甲醛修饰酿酒酵母对铀的吸附研究

采用批次实验方法探究了甲醛修饰酿酒酵母对铀的生物吸附过程.结果显示,甲醛修饰能显著提高酵母对铀的吸附能力,其吸附量是同等实验条件下活酵母的6倍,动力学研究表明,达到吸附平衡仅需90 min,并且能较好地符合准二级动力学吸附模型.实验的最佳吸附pH为5.8.Langmuir和Freundlich模型均能用于拟合实验数据且实验结果与Langmuir模型更加吻合.扫描电镜和傅里叶变换红外光谱分析结果表明,甲醛修饰改变了细胞的表面形貌和蛋白结构,使氨基发生了甲基化,羟基形成配位共价键,在酵母吸附铀后,细胞表面不均匀地附着了一层鳞片状的铀沉淀.铀沉淀与络合物的形式多种多样,且与羧酸盐主要络合物为双齿配体结构,甲醛修饰酿酒酵母与铀酰离子相互作用存在着络合,沉淀以及静电吸附等多种机理.

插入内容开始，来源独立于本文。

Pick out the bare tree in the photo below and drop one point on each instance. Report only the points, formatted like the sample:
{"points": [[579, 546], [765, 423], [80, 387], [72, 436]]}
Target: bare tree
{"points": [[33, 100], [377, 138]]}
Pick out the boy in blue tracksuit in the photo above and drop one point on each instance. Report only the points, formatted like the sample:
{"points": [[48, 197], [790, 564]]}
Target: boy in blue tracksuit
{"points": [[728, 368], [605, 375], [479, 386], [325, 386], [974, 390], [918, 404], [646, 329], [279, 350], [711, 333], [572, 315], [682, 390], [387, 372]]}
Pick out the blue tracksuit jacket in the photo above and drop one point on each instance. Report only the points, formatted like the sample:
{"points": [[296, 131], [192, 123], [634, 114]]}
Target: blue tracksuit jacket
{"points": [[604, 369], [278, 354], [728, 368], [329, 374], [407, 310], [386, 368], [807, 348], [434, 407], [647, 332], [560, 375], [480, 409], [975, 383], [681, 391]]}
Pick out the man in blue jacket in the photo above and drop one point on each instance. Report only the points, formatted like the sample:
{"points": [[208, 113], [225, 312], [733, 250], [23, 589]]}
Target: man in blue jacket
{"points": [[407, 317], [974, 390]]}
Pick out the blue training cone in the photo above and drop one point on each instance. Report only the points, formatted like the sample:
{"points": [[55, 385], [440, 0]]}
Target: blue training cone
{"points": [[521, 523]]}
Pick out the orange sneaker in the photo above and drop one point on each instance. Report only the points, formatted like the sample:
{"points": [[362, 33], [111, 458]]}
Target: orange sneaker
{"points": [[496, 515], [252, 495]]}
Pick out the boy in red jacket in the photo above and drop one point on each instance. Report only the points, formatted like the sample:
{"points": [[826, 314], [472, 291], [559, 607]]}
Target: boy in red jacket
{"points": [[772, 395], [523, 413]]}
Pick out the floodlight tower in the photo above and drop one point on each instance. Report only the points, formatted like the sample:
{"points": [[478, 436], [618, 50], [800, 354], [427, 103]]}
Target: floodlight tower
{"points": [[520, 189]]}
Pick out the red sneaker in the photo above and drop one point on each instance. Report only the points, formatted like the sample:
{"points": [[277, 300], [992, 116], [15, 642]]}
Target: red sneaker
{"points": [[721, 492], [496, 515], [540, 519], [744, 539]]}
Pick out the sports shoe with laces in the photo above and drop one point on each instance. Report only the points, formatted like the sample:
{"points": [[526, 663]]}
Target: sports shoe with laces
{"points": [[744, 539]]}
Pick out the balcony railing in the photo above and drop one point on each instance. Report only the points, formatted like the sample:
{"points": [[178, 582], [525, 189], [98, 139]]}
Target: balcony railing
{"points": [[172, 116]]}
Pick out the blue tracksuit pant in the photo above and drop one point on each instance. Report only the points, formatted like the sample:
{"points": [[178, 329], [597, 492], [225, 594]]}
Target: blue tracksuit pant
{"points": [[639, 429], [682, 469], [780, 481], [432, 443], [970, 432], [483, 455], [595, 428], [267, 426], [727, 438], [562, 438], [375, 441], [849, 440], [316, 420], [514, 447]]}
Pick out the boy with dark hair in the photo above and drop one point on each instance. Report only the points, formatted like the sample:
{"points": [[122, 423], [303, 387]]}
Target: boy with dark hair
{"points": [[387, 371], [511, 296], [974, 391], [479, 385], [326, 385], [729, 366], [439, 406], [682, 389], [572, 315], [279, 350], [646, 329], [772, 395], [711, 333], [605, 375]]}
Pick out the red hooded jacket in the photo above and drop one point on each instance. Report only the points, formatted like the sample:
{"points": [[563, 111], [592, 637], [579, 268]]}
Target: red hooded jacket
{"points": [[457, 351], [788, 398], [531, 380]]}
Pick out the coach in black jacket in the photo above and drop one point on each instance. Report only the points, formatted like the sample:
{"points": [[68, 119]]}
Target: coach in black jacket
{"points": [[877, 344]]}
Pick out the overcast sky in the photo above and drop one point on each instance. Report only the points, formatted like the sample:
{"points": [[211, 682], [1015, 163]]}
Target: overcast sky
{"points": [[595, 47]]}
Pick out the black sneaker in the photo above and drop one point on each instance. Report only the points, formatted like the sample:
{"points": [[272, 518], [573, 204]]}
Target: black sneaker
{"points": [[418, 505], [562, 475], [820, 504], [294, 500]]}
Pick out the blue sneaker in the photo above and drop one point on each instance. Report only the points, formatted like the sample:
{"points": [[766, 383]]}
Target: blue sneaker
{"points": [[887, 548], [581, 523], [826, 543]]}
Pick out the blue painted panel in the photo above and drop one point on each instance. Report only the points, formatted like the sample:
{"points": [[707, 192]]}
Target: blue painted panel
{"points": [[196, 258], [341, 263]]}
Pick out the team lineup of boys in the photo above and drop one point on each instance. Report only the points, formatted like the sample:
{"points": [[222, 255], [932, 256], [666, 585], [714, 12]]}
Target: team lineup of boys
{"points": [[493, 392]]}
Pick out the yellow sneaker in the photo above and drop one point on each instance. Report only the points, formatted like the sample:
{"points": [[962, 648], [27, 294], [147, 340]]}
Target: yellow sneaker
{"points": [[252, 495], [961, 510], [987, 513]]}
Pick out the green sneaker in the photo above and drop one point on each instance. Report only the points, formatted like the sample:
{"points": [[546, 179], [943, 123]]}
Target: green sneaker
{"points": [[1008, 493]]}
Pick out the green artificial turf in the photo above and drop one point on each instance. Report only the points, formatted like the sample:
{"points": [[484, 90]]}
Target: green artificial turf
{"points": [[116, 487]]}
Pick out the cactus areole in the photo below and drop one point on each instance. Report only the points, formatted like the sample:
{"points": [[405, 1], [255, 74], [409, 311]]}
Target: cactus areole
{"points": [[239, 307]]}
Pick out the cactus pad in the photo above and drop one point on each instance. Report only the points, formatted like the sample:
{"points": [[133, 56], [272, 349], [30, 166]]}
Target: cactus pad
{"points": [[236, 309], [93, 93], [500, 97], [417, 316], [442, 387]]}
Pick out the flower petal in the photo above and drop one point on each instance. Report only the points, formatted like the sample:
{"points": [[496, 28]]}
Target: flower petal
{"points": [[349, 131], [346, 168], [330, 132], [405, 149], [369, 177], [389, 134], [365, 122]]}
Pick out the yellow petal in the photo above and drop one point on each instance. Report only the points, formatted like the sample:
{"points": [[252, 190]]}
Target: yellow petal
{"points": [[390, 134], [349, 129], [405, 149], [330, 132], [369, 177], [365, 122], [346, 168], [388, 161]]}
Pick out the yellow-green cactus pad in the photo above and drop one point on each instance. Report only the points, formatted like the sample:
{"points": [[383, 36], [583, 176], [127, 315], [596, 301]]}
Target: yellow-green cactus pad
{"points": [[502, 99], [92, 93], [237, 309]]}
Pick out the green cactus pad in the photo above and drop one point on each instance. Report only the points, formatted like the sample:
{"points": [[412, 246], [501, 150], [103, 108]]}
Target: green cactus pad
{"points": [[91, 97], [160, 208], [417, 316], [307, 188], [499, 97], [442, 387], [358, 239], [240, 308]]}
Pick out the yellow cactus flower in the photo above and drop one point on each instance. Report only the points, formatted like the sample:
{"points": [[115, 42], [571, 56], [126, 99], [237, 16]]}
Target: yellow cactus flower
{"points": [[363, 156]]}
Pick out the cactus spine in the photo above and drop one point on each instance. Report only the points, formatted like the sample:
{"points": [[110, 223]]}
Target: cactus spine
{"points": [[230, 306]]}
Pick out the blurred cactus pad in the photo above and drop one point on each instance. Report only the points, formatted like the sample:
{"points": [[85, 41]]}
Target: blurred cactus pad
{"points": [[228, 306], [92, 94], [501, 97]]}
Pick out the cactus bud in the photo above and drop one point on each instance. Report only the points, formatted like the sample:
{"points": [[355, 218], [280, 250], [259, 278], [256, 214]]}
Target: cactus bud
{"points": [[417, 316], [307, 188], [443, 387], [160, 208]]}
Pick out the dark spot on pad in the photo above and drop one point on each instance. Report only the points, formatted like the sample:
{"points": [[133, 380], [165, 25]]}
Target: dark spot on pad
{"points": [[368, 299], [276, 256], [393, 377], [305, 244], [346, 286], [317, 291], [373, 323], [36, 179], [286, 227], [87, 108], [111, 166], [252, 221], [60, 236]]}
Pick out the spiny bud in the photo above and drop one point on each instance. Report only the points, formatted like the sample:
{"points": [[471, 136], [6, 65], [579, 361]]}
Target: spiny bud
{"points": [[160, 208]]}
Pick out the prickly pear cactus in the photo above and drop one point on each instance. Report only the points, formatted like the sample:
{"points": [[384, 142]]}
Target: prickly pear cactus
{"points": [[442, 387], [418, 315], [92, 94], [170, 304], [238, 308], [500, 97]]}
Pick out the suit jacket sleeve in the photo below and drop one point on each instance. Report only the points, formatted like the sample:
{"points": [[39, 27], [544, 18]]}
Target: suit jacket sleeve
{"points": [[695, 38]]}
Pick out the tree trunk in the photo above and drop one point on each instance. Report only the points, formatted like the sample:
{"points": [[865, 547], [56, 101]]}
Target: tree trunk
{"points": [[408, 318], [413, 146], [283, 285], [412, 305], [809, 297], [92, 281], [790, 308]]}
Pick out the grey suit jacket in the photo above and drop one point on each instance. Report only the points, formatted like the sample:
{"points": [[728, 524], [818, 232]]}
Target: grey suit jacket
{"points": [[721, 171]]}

Biosorption of Uranium by methanal modified Saccharomyces cerevisiae

The biosorption of uranium from aqueous solutions in batch by methanal modified Saccharomyces cerevisiae biomass was investigated. Results show that methanal modification could significantly improve the cells sorption capacity which was six times than that of raw cells under the same condition. Kinetic study suggests that the reaction reached an equilibrium within only 90 min and the pseudo-second-order model was well in great correlation with the adsorption behavior. The optimum uranium uptake pH was determined at 5.8. Langmuir and Freundlich equation were applied to fit the experimental data and the Langmuir model was better fit with the results. Scanning electron microscopy (SEM) images and Fourier transform infrared (FTIR) spectrum show that methanal treatment had changed cell surface morphology and protein structure, alcoholic-hydroxylate of amino groups and dative-linked with alcoholic groups. After exposed in uranium solution, the surface of cells was attached with scale-like uranium precipitation unevenly, the uranyl ion complexes and precipitation are multiplicate, and the type of uranyl-carboxylate complexes is mainly bidentate chelating coordination. The complexation, precipitation and electrostatic interaction were the mechanisms of methanal modified yeast-uranium interaction.